One of the remarkable features of the VHE light curve of LS I +61 303 is the lack of detectable emission during periastron (Albert et al. 2009). IC emission is very effective at this phase owing to the high stellar photon density, so the lack of emission means that either it is strongly absorbed or that the number of accelerated electrons falls drastically. However, the angular dependency of the pair production process,  ∝ (1 − cosψ) for the interaction rate and  ∝ (1 − cosψ)^-1 for the gamma-ray energy threshold (where ψ is the interaction angle of the incoming photons), implies that absorption is very low for phases immediately after periastron even under the dense seed photon field of the star (see Sect. 3.5 for details on the calculation of pair production absorption). Inverse Compton emission also has a dependency on the angle between the seed photon and the accelerated electron and would be lower during these phases, but this effect is diminished at higher energies when scattering takes place in the deep Klein-Nishina regime (see Fig. 5 in Khangulyan et al. 2008b). A reduction in the number of accelerated particles is required to explain the lack of VHE emission around periastron. Although the X-ray flux during periastron is around half of the peak flux during the periodic outbursts, the non-detection of VHE emission during periastron places an upper limit at only a 10% of the outburst peak VHE flux. Taking all this into account, we will assume that in the context of one electron population the X-ray/VHE correlation is only valid for the X-ray excess flux above a certain quiescent or pedestal emission. Therefore, the number of emitting particles responsible for this excess X-ray flux is lower and their VHE emission remains at non-detectable levels around periastron. This reasoning is supported by the X-ray/VHE correlation found by Anderhub et al. (2009), in which the constant term of the linear correlation is $\mathrm{\left(}\mathrm{12.}{\mathrm{2}}_{-1.0}^{\mathrm{+}\mathrm{0.9}}\mathrm{\right)}\mathrm{\times }{\mathrm{10}}^{-12}\mathrm{ergc}{\mathrm{m}}^{-2}{\mathrm{s}}^{-1}$. Considering that some of the X-ray observations are below this constant term, we took the pedestal flux value to be F_ped = 11.5 × 10^-12ergcm^-2s^-1.

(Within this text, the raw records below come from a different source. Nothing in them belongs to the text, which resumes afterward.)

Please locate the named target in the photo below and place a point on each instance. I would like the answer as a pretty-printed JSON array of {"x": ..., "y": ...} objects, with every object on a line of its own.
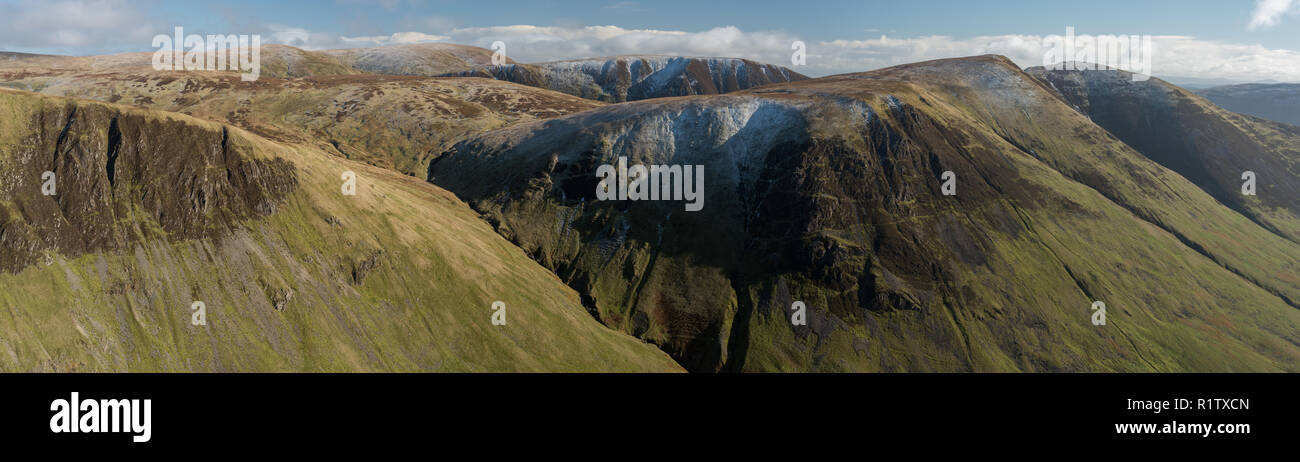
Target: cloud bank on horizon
[{"x": 95, "y": 24}]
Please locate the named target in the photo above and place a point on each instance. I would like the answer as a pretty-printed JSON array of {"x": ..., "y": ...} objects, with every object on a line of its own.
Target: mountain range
[{"x": 1071, "y": 188}]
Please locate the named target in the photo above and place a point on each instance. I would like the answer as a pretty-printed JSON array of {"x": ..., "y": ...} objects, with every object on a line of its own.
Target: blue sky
[{"x": 839, "y": 33}]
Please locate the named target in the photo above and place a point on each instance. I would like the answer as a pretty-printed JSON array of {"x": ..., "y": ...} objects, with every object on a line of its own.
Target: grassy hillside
[
  {"x": 156, "y": 210},
  {"x": 828, "y": 191},
  {"x": 1200, "y": 141}
]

As mentioned above, a scenario with dominant adiabatic losses is a very good candidate mechanism to explain the correlation characteristics of the source. When considering a system with constant magnetic field and constant injected electron spectrum, the only modulation in synchrotron radiation is due to the modulation of the dominant cooling process that results in a modulation of the (evolved) stationary electron distribution. For dominant adiabatic losses and a constant injection rate, the X-ray flux will be proportional to the adiabatic cooling time t_ad. A consistent calculation of t_ad would require knowledge of the exact nature of the source and the (magneto)hydrodynamical processes that take place there. One can however infer t_ad along the orbit by taking it proportional to the excess flux above the pedestal F_X − F_ped, which is independent of the electron energy. For the phases covered by the X-ray observations we derived a smooth curve following the behaviour of the X-ray fluxes. For the phases outside the campaign coverage we assumed a flat light curve consistent with the first four observations at phases 0.43 to 0.59 and the last observation at phase 0.13. Choosing the ratio t_ad/(F_X − F_ped) as small as possible while keeping the adiabatic losses dominant allows us to put a lower limit on the injected luminosity budget. This choice of the ratio t_ad/(F_X − F_ped) yields adiabatic loss time scales of between 35 and 500 s. Figure 2 shows the orbital evolution of the cooling time scales inferred for adiabatic and calculated for IC and synchrotron losses. The adiabatic cooling time is independent of the electron energy, but for synchrotron and IC the cooling time scales are given at E_e = 10¹² eV. This energy corresponds to electrons that emit in the X-ray band through synchrotron and in the VHE band through IC.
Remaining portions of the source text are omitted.